09/01/2016 – Sanitised fermenter. Boiled muslin bag in water for 10 minutes. Added stick blender attachment and left to stand. Re-hydrated sachet of Lalvin 71B. Heated 2 litres of water to 70C and steeped 50g of c120 and 50g of C40 in a muslin bag. Left to stand for 30 minutes and then removed the muslin bag from the pot. Heated the “wort” and then add 200g light dry malt extract and 100g dark candi syrup to the pot. Brought the pot to the boil and left to simmer gently for 10 minutes to sanitise everything. Blitzed 200g raisins in food processor and put in a muslin bag. Put bag of raisins in the hot “wort” and left to stand for 10 minutes. Chilled the pot to roughly 20C. Removed the bag of raisins from the pot and set aside safely. Transferred the contents of the pot to the sanitised fermenter. Added further 2 litres of water to the fermenter and add the honey. I used 1 x 900g of blended honey and 3 x 340g organic wildflower honey. Added 1 tsp Youngs yeast nutrient, 1/4 tsp acid blend, 1/2 tsp pectolase, 1/8 tsp tannin powder. Blended with the sanitised stick blender to heavily aerate the must. Added bag of raisins back to the fermenter and pitched yeast. Must is a really good colour, though a shade or two darker than expected.

11/01/2016 – Added 1/2 tsp yeast nutrient to the fermenter and agitated the bucket to remove some of the CO2.

12/01/2016 – Added another 1/2 tsp of yeast nutrient. Mead very murky, but I’d expect that. Lovely smell.

20/01/2016 – Fermentation appears to have slowed right down now, so I’m going to rack the mead to a demijohn this weekend. It’s not as dark as I had hoped it would be.
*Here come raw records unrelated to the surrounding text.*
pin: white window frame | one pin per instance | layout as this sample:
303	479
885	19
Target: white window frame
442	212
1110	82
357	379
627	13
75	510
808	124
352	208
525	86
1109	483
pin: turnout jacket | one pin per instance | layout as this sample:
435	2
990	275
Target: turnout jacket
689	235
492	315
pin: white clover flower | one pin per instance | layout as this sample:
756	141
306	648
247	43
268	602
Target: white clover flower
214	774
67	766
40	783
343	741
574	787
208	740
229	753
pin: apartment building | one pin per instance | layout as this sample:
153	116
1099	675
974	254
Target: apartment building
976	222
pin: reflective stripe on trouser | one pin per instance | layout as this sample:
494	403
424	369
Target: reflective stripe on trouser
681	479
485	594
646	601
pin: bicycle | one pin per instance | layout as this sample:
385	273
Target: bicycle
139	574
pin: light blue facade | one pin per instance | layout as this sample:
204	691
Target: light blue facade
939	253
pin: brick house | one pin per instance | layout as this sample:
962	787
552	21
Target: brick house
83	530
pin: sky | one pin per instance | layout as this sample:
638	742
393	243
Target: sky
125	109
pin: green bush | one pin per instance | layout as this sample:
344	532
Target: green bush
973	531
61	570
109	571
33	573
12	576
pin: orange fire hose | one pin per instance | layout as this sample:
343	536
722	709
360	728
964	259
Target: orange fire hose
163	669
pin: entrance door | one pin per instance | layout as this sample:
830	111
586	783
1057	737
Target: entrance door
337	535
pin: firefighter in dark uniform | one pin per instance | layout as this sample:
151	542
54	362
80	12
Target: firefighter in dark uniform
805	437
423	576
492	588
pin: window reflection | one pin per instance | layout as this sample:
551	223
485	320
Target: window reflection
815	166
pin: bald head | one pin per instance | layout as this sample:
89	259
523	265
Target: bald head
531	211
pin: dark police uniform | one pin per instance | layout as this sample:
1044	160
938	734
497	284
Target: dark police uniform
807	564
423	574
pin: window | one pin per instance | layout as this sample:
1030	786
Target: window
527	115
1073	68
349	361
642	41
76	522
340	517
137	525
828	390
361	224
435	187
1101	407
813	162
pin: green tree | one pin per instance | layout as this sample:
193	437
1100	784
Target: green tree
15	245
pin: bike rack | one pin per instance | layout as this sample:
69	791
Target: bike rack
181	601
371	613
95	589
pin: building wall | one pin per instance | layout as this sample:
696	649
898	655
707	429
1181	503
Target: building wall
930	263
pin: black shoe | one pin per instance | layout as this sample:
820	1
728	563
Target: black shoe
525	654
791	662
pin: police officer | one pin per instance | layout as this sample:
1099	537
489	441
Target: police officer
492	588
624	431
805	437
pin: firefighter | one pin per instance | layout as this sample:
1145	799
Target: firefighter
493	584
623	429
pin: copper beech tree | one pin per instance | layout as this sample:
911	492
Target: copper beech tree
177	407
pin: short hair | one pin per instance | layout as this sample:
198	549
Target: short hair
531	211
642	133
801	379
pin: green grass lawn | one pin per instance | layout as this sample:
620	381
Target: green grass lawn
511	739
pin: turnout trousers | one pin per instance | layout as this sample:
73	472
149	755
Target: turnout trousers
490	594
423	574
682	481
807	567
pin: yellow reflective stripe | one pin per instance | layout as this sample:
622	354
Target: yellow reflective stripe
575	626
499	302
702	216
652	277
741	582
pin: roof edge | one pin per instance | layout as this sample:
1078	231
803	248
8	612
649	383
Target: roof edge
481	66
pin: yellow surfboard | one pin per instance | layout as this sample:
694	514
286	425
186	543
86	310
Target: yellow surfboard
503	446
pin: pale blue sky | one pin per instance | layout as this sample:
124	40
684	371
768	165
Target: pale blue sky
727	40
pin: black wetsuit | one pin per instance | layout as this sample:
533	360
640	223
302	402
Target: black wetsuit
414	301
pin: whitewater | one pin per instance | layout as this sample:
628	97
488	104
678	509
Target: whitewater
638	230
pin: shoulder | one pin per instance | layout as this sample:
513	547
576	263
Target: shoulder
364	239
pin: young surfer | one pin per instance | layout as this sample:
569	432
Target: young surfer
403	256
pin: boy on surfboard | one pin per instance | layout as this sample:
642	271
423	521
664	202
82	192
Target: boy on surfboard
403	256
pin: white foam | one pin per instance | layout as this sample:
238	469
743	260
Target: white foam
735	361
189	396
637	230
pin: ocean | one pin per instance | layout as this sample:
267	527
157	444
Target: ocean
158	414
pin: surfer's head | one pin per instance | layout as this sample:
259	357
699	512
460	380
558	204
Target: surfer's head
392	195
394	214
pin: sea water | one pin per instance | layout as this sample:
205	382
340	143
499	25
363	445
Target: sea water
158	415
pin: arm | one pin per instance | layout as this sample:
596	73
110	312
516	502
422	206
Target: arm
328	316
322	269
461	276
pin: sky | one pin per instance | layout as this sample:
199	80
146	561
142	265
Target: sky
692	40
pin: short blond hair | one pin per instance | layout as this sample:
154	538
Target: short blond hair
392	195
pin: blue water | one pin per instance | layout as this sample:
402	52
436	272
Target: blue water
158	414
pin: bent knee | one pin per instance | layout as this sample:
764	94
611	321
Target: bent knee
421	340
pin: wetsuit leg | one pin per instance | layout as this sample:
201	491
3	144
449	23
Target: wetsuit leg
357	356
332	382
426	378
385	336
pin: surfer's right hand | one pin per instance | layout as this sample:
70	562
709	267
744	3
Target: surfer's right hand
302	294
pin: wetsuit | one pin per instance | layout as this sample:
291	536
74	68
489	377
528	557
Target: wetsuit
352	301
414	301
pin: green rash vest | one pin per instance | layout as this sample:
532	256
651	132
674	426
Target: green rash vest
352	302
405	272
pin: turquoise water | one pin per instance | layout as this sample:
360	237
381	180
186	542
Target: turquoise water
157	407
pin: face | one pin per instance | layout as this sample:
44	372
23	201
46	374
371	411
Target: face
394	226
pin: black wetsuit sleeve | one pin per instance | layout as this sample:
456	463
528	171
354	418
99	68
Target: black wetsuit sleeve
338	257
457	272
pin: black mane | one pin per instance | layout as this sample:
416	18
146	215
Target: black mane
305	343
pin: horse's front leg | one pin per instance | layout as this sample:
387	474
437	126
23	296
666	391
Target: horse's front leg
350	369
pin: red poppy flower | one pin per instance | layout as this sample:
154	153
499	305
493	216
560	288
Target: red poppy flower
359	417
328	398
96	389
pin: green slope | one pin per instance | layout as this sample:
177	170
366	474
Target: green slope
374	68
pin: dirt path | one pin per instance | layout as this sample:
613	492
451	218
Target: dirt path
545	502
More crystal malt and candi sugar next time.

24/01/2016 – Racked to secondary. Smells nice, it even reminded me of a dark Belgian ale. Nowhere near as dark as I wanted. I was expecting to fill the demijohn right to the top as I had almost 6 litres in the primary fermenter, but I was just short. Will keep indoors for another few weeks before transferring to the shed for extended ageing. I haven’t decided when to add the vanilla.
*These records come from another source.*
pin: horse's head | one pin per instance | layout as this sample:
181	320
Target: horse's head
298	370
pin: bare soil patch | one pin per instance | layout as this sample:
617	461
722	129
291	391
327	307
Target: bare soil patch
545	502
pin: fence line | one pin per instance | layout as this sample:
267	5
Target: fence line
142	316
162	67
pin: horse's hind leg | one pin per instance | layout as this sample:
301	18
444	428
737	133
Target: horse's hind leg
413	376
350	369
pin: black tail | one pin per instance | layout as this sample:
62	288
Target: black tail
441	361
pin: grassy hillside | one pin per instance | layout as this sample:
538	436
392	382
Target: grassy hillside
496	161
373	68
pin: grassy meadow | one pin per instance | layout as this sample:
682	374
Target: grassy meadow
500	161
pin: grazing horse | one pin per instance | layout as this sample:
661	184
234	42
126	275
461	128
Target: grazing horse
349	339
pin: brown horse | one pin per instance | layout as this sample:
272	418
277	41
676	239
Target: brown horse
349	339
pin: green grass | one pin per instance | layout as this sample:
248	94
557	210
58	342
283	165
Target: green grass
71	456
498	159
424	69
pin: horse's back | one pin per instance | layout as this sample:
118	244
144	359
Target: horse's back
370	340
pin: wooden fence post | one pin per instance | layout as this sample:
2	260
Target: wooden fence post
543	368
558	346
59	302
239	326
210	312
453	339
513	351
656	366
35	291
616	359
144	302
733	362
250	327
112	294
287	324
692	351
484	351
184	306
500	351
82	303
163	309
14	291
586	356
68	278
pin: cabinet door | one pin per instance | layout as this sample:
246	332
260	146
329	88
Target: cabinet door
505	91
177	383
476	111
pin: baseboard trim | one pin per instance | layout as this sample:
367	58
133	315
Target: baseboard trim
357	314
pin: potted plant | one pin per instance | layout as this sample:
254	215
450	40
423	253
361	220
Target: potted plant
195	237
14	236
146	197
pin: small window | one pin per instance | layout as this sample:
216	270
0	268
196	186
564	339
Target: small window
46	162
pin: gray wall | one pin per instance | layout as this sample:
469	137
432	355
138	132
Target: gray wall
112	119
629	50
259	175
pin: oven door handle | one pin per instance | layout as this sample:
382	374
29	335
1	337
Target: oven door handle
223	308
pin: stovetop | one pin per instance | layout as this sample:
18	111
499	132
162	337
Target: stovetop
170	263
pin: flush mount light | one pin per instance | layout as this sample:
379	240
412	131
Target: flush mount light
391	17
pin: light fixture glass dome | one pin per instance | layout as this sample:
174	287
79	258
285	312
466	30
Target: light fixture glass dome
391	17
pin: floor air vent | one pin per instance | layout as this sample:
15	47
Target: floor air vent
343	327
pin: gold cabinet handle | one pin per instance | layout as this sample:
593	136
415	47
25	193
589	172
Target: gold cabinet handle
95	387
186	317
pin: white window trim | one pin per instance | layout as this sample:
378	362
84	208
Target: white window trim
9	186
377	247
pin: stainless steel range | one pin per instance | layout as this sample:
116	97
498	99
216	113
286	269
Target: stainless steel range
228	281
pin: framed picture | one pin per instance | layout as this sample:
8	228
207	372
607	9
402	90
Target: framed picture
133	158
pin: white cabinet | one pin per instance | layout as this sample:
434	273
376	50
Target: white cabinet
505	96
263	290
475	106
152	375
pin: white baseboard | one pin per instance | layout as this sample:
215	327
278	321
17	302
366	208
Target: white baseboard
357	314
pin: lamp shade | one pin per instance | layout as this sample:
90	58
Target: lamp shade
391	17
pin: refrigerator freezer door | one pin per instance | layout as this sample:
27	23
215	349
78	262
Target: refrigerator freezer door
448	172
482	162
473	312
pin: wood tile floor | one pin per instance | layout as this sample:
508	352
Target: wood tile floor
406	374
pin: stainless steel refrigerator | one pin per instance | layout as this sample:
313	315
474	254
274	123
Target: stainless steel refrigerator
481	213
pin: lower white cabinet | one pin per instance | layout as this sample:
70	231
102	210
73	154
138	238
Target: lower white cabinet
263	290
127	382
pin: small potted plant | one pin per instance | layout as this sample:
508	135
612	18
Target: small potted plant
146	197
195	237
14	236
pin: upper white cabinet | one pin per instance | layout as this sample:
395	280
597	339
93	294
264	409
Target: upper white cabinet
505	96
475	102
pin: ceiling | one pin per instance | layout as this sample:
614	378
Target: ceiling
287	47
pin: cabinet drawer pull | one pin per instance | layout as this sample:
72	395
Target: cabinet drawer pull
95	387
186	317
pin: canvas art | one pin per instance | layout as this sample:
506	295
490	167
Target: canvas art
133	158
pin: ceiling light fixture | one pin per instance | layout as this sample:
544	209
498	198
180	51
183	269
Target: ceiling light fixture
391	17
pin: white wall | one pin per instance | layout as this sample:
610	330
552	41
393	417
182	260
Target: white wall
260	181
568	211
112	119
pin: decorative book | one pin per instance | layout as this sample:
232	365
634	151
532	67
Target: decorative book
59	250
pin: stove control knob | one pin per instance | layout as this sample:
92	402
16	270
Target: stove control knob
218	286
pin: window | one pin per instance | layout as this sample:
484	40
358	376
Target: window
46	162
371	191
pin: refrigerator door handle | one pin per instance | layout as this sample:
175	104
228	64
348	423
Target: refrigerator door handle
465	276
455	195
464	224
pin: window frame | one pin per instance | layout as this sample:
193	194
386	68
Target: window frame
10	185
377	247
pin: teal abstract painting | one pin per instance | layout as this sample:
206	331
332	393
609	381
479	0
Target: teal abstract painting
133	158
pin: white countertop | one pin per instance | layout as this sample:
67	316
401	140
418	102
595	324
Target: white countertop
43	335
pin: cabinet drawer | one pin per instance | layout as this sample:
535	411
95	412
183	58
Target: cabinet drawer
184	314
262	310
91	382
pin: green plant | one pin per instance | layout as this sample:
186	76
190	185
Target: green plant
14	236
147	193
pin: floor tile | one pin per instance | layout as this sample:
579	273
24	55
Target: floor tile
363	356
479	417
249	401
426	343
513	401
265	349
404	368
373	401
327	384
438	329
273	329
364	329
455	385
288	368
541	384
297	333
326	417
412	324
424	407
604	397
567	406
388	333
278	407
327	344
02/02/2016 – Bubbles from the airlock have stopped now and it’s starting to become really clear.

28/02/2016 – The vanilla pods were pretty tiny when I opened the container, so I used a full one. I scraped the seeds out with a knife and put the lot in.

13/03/2016 – There’s still bubbles coming from the airlock, every so often. This mead is an absolute beast. Smells quite intense. Strangely, I get an oaked aroma from it.

29/09/2016 – Racked to tertiary and started stabilisation with half a campden tablet dissolved in a little water.

01/10/2016 – Added half a teaspoon of potassium sorbate dissolved in a little water.

08/10/2016 – I suspected the gravity reading would be right down to 1.000, and so it proved. It’s dry, but surprising mouthfeel for such a low FG.

09/10/2016 – Back-sweetened with 340g organic wildflower honey from H&B, dissolved in some water. Demi-john is now fully topped up.

11/10/2016 – Oh dear.. I think fermentation has kicked off again.